Noches y cafés de primavera
Antes de que los años se doblaran sobre sí mismos como páginas gastadas, éramos eternos soñadores. De los que se reunían en los cafés a medianoche, cuando aún flotaba en el aire el aroma floral de las colonias femeninas, mezclado con el tabaco que aún se podía fumar en los cafés, y todas las promesas parecían posibles bajo el zumbido de las farolas.
Hablábamos de las vidas que íbamos a tener: las novelas que íbamos a escribir, las ciudades que íbamos a visitar, las revoluciones que íbamos a encender silenciosamente en los corazones de los demás. Entonces el tiempo parecía maravillosamente interminable.
Recuerdo que solo el suave resplandor de la lámpara de mesa nos daba luz y que entonces sentía una profunda sensación de paz. En aquella época, la culpa de procrastinar, de no ser lo suficientemente "productivo", me era ajena. Me bastaba con ser, con compartir nuestros momentos de alegría sin remordimientos ni cargas sobre mi conciencia.
La brisa nocturna nunca era lo suficientemente áspera como para mandarnos a casa temprano, y la primavera se extendía con inusitada generosidad.

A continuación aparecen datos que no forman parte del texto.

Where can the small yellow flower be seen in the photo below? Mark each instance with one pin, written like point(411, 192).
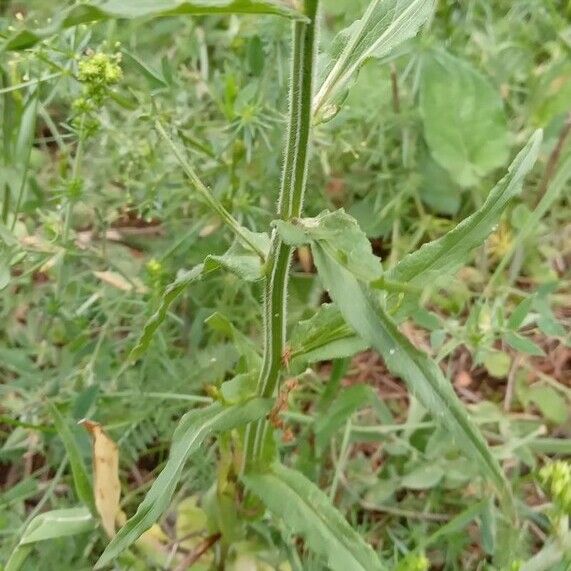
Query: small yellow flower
point(500, 241)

Oh, queridos amigos, una vez fuimos infinitos, nuestras almas libres del peso del arrepentimiento y de las afiladas cuchillas de la expectación. Nos deslizábamos por el mundo con el ilimitado optimismo de los dioses, completamente ajenos a la lenta erosión del tiempo. En aquellas noches y cafés de primavera, cuando la culpa no pesaba sobre nuestras almas, éramos infinitos.